Image: Mark Rylance (L) and Damian Lewis in Wolf Hall: The Mirror And The Light. Pic: BBC
Since selling his production company, Mersey Television, two decades ago, much of his current work has focused on acting as an ambassador for the culture and creative industries.
Although he’s taken a step away from television, he admits he’s disappointed by how risk-averse programme makers appear to have become.
“Dare I say it? There needs to be an intellectual foundation to it all.”
Image: The Hollyoaks cast in 1995. Pic: Shutterstock
TV’s ‘missing a trick’
He believes TV bosses are too scared of being fined by Ofcom, and that’s meant soaps are not going as far as they should.
“The benefits [system], you know, immigration, all these things are really relevant subjects for drama to bring out all the arguments, the conflicts.

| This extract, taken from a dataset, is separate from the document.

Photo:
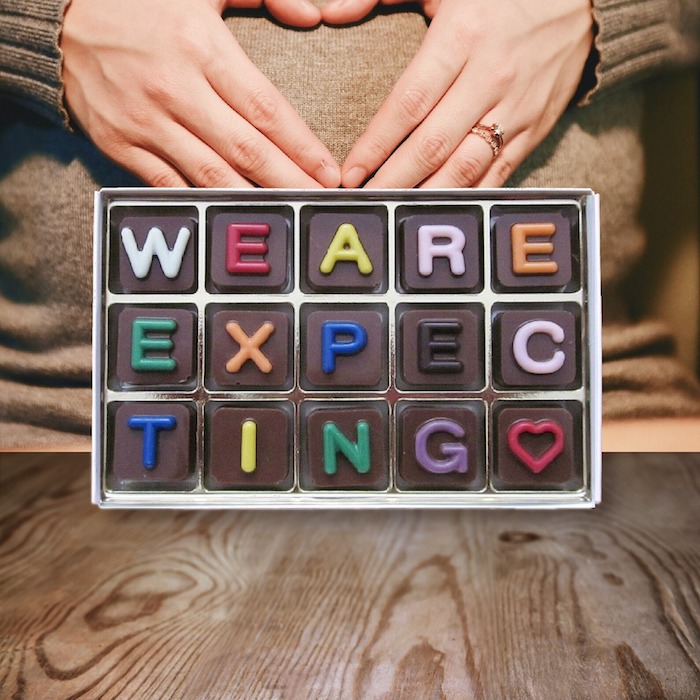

“The majority of the people know the benefits system is broken, that it needs to be fixed because they see themselves living on their estate with a 10 or 12-year-old car and then there’s someone else down the road who knows how to fill a form in, and he’s driving around in a £65k BMW, right? Those debates would be really great to bring out on TV, they’re missing a trick.”
While some of TV’s biggest executives are slated to speak at the Edinburgh Television Festival, Redmond is not convinced they will be open to listening.
“They will go where the perceived wisdom is as to where the industry is going. The fact that the industry is taking a wrong turn, we really need somebody else to come along and go ‘Oi!'”
When I ask if that could be him, he laughs. Cue dramatic music and closing credits. As plot twists go, the idea of one of TV’s most radical voices making a boardroom comeback to stir the pot, realistic or not, is at the very least food for thought for the industry.